E. Whether Barrett's Statement Imputes Liability to the Defendant
Finally, the defendant suggests that the plaintiff is attempting to use Barrett's statement to impute liability to it, citing Armsey v. Medshares Management Services, Inc., 184 F.R.D. 569, 574 (W.D.Va. 1998). This is simply not the case. The plaintiff has not alleged any improper conduct whatsoever on the part of Barrett. On the contrary, the plaintiff claims that Barrett was the only employee who attempted to end the harassment that allegedly occurred at Valentino's. (See Pl.'s Br. in Opp'n [to] Def.'s Mot. in Limine at 6; see generally Pl.'s Br. Opposing Def.'s Mot. for Summ. J. (describing the evidence provided by Barrett).) In other words, Barrett is alleged to be a witness to unlawful harassment, not a harasser himself. Therefore, I reject the defendant's argument that Barrett's testimony must be excluded on the ground that it imputes liability to the defendant.
The defendant also argues that Barrett's statement cannot be considered an admission within the meaning of Federal Rule of Evidence 801(d)(2). This point is not in dispute, and Barrett's statement will not be considered as an admission by the defendant. However, this fact does not mean that the statement must be excluded.

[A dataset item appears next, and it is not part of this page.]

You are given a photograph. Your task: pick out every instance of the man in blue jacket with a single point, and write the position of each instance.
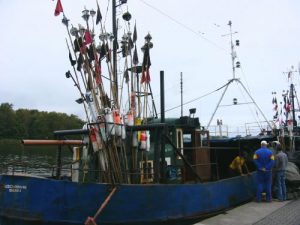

After having considered and rejected all of the defendant's arguments, I find that the statement of Andrew Barrett will not be excluded, and that the plaintiff may call upon Barrett to testify as a witness at trial.
IT IS ORDERED that:
Plaintiff's Exhibits 202, 203, and 207 will not be admitted into evidence at trial; and the defendant's motion in limine, filing 41, is otherwise denied.